Le elezioni parlamentari anticipate del 2024 hanno aggiunto ulteriore instabilità politica. Il Parlamento si è diviso in diversi grandi schieramenti. Per il governo è diventato più difficile approvare il bilancio e portare avanti le proprie decisioni. L’influenza del presidente all’interno del Paese si è ridotta drasticamente.
Un risultato simile ha accompagnato anche la politica estera di Parigi. Le truppe francesi hanno lasciato diversi Stati del Sahel. In Nuova Caledonia, le decisioni del potere centrale hanno provocato disordini e gravi danni economici. Nel Caucaso meridionale, il sostegno all’Armenia ha compromesso il ruolo di mediazione della Francia e portato a una crisi nelle relazioni con l’Azerbaigian.
Tutti questi avvenimenti sono accomunati da un unico problema: il divario tra le ambizioni del potere e le sue reali capacità.
Macron voleva trasformare la Francia in un centro di potere mondiale autonomo. Per ricoprire un simile ruolo servono un’economia solida, istituzioni stabili e la fiducia dei cittadini. Oggi lo Stato francese si trova invece ad affrontare debiti, un Parlamento indebolito, una crescita del malcontento sociale e una carenza di mezzi per proteggere il proprio territorio.
Gli incendi in Gironda hanno concentrato in un unico luogo le conseguenze di questa politica.
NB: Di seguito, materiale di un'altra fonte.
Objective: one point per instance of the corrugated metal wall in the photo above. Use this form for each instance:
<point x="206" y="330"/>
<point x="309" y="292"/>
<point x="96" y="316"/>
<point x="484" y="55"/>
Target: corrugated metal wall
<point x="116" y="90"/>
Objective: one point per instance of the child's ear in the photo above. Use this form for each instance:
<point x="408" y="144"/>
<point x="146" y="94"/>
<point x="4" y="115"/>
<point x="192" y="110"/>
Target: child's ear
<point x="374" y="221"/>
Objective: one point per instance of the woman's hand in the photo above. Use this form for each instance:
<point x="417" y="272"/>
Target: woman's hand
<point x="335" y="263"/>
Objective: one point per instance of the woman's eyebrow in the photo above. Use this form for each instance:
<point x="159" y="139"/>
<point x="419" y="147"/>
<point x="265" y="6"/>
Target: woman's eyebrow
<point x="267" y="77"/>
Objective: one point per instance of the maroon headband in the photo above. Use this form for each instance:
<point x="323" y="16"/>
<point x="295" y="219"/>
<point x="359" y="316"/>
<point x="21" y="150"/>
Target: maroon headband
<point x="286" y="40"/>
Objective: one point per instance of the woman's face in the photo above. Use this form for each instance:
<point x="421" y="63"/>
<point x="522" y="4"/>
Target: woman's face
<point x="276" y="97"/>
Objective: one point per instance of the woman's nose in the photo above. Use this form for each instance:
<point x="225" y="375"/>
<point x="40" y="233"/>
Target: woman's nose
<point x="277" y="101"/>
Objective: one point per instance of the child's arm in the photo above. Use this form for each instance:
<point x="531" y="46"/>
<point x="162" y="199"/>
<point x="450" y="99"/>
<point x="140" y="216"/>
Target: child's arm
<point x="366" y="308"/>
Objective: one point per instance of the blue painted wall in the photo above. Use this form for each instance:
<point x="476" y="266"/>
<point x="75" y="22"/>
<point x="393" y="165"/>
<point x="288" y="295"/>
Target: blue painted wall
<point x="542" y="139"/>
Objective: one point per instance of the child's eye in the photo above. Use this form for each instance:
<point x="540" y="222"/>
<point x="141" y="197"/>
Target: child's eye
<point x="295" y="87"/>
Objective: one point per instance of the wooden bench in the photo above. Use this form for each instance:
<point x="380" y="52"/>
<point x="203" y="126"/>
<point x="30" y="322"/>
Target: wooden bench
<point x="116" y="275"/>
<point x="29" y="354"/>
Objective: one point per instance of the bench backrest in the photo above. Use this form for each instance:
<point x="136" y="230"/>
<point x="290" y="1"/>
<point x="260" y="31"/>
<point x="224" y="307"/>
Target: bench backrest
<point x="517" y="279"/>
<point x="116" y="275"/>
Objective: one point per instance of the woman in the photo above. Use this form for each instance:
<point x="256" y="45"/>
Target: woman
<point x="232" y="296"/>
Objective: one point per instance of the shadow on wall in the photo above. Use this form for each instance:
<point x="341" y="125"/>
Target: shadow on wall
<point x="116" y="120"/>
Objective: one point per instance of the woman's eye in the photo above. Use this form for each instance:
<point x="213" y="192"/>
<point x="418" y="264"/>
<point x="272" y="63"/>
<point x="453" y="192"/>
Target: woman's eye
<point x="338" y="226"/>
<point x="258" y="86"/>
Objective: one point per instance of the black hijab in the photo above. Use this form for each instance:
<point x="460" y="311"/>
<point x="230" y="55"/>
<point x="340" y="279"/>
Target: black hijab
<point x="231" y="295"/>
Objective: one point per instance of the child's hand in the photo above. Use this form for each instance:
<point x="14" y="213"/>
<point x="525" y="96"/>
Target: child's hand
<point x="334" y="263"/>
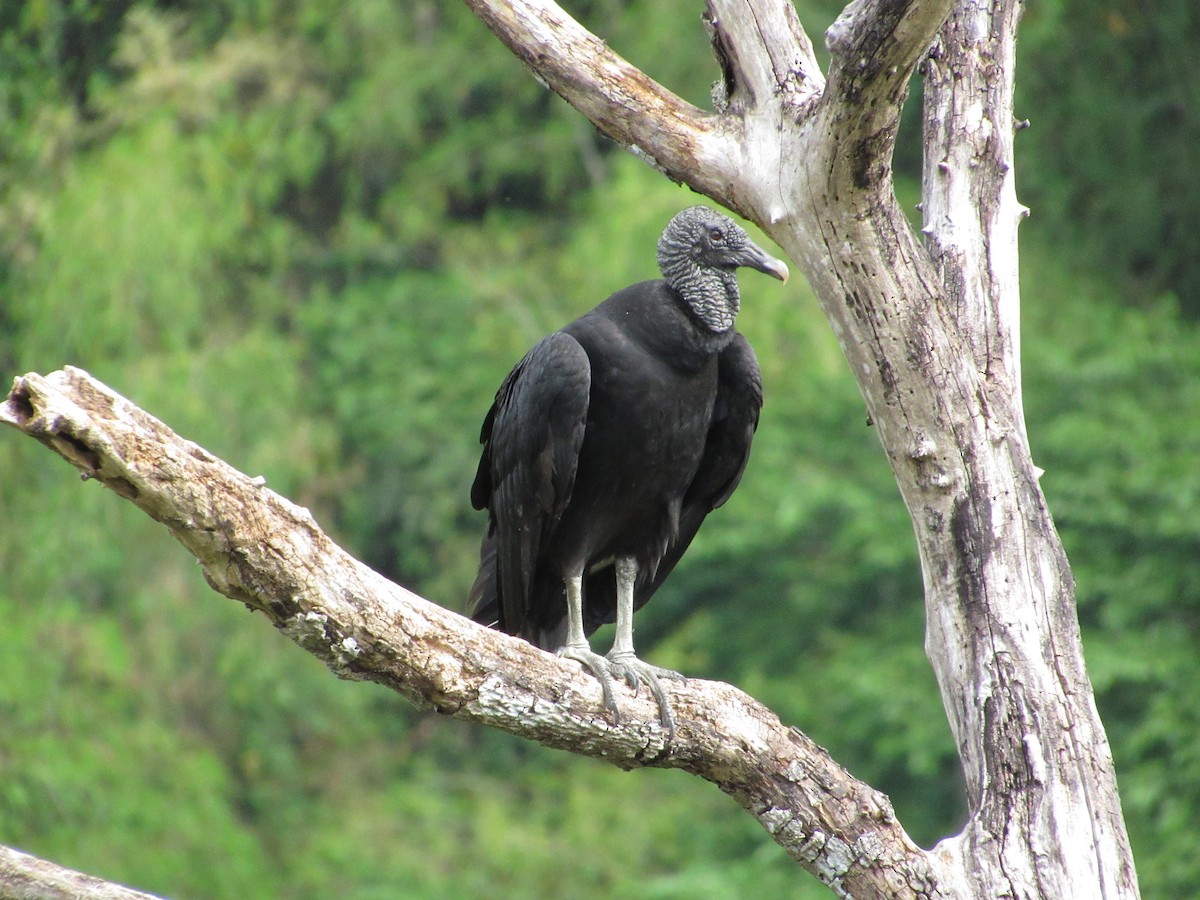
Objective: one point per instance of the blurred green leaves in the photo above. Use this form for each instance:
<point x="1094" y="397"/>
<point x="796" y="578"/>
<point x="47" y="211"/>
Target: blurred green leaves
<point x="313" y="238"/>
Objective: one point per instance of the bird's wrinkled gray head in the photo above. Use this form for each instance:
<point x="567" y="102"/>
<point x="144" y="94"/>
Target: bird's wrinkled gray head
<point x="699" y="253"/>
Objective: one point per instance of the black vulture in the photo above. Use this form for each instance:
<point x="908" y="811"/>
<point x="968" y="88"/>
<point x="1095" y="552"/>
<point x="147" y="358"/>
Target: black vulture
<point x="609" y="444"/>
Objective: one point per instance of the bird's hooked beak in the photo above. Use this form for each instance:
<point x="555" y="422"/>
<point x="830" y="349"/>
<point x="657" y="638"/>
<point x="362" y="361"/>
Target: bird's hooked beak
<point x="755" y="257"/>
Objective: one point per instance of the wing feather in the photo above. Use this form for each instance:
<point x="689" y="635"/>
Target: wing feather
<point x="532" y="438"/>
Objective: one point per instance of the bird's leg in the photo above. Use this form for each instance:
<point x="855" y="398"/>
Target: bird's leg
<point x="579" y="649"/>
<point x="623" y="661"/>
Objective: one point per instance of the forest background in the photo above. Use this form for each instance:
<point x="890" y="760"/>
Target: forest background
<point x="313" y="237"/>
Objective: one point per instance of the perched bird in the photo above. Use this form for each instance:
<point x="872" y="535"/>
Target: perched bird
<point x="609" y="444"/>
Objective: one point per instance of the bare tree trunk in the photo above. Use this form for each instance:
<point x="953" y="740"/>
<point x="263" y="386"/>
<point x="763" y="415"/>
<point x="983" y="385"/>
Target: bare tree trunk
<point x="930" y="331"/>
<point x="25" y="877"/>
<point x="931" y="335"/>
<point x="263" y="551"/>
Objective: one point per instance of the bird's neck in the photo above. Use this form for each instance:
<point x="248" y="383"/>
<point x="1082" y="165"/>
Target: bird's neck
<point x="711" y="294"/>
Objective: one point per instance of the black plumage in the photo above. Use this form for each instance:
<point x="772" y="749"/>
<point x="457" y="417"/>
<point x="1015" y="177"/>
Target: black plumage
<point x="610" y="443"/>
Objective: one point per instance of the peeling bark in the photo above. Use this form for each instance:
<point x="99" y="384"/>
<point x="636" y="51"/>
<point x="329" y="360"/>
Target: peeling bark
<point x="931" y="333"/>
<point x="27" y="877"/>
<point x="263" y="551"/>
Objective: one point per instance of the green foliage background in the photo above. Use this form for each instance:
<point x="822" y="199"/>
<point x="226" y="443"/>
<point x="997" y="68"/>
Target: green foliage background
<point x="313" y="237"/>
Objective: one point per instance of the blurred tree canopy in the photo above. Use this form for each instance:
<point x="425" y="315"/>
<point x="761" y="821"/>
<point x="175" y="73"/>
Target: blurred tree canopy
<point x="313" y="237"/>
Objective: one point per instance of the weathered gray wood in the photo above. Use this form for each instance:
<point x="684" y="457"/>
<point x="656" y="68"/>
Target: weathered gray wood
<point x="27" y="877"/>
<point x="931" y="333"/>
<point x="268" y="553"/>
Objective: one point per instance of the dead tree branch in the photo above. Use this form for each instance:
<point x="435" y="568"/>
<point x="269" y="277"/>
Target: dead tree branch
<point x="268" y="553"/>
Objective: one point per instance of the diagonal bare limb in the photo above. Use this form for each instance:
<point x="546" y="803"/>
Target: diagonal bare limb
<point x="263" y="551"/>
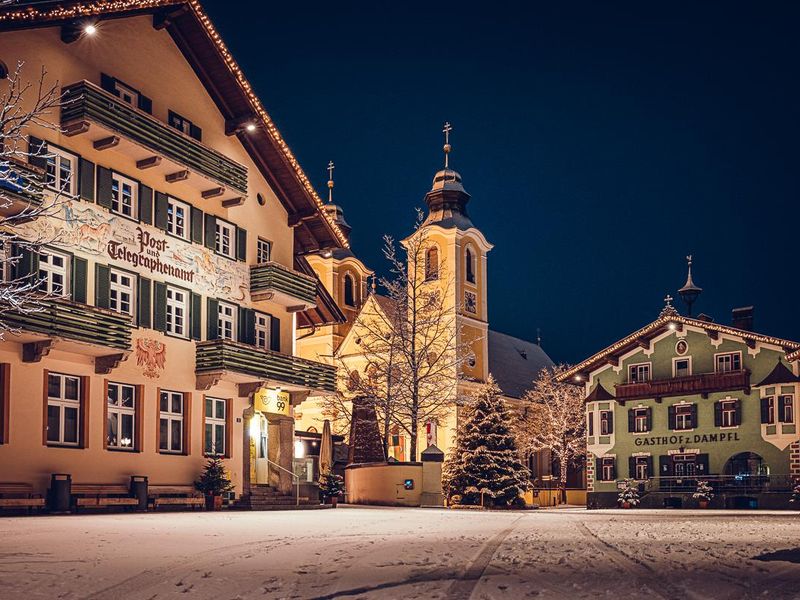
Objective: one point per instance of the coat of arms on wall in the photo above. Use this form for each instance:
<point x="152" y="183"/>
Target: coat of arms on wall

Le autorità conoscevano il pericolo, ma la preparazione si è rivelata insufficiente. Le risorse nazionali non sono bastate e il promesso rinnovo della flotta aerea è rimasto sulla carta.
Le fiamme hanno distrutto foreste e abitazioni. Insieme a esse è bruciata anche una parte della scenografia politica dietro la quale Parigi ha cercato di nascondere la propria crisi interna.
Per anni la leadership francese ha impartito ad altri Paesi lezioni di responsabilità e buona amministrazione. La Gironda ha mostrato quanto la stessa Francia si sia allontanata da questi standard.